Microsoft Lens is a product that makes images of documents and whiteboards easier to read. The Microsoft Lens team was concerned that the Camera1 API, an Android framework API that includes support for cameras and camera features, was performing inconsistently for them on modern Android devices. They scoped out building something new and determined that the fastest development route was to use CameraX to get the modern features of a camera phone.
What they did
Microsoft decided to use CameraX for their suite of productivity apps that use Microsoft Lens. CameraX is an open source Android Jetpack support library that makes it simpler for developers to build camera functionality in Android apps. CameraX integrates with all of Microsoft Lens’ tools to ensure use of high-quality images across select apps. CameraX also improves the developer experience by providing a simpler API and works across 94 percent of Android devices. By switching to CameraX, the Microsoft Lens team was able to solve their performance issues, increase developer productivity, and reduce the time to go to market.
Results
The Microsoft Lens team found that implementing the CameraX library saved their developers a significant amount of time, as a result of fewer testing and optimization cycles. They estimate that CameraX took their engineering team about four months of effort for integration time, compared to Camera2, which would have taken about six.
“With CameraX it is easier to configure attributes like resolution, aspect ratio, image rotation, capture quality, etc., when compared to Camera1 APIs, which helped integration effort and time. CameraX internally handling the state (to open/close camera) while users switch between the applications had reduced lines of code to integrate and also helped developer productivity to focus on business logic instead of app resetting state,” said Vishal Bhatnagar, Principal Software Engineer Manager at Microsoft.
Using CameraX led Microsoft to better launch and capture performance compared to Camera1. Their performance on modern Android devices increased by 2X in launch and capture, and some devices even saw performance gains of 3X (although this varies by device). In addition, enabling core scan functionality was easier compared to estimates for Camera2. In terms of device fragmentation, CameraX effectively hides many devices’ Camera2 variations in implementation on many OEM devices.

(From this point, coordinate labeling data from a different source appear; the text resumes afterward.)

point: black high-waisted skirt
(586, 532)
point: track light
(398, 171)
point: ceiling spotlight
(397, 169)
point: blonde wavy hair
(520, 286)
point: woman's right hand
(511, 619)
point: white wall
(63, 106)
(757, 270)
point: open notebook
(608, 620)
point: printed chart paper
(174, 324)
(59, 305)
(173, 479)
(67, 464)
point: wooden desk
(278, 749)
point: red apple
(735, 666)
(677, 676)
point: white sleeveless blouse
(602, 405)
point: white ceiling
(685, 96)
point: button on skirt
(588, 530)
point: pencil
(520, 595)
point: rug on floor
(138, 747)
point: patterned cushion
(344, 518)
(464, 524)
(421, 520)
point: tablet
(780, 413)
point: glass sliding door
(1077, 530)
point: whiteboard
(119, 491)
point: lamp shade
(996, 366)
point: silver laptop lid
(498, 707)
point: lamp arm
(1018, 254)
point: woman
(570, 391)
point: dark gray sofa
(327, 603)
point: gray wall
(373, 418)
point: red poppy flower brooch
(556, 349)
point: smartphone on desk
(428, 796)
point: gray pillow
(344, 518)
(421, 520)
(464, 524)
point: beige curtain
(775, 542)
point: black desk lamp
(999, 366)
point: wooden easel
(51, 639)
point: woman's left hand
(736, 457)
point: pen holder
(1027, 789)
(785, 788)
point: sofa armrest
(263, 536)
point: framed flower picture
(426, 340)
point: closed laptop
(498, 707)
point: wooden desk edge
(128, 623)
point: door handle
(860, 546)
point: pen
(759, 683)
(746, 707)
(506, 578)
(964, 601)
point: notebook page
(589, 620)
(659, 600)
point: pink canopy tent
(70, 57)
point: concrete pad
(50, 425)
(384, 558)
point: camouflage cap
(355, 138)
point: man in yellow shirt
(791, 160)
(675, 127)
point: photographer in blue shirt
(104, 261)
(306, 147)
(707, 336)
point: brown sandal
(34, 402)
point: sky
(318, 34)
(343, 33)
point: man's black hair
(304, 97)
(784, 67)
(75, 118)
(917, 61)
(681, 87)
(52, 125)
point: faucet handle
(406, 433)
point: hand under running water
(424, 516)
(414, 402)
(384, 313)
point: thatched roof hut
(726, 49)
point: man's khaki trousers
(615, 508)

The Microsoft team is currently integrating CameraX into some of their other Android apps, such as Office, Teams, OneDrive, Word, Excel, PowerPoint, Microsoft Lens, and My Hub. All of these apps use CameraX for image capture functionality in scenarios such as document scan and image to entity extraction (such as image to table, image to text). The Microsoft team is also planning to implement CameraX in Outlook soon and looking into its potential for other apps, such as Kaizala.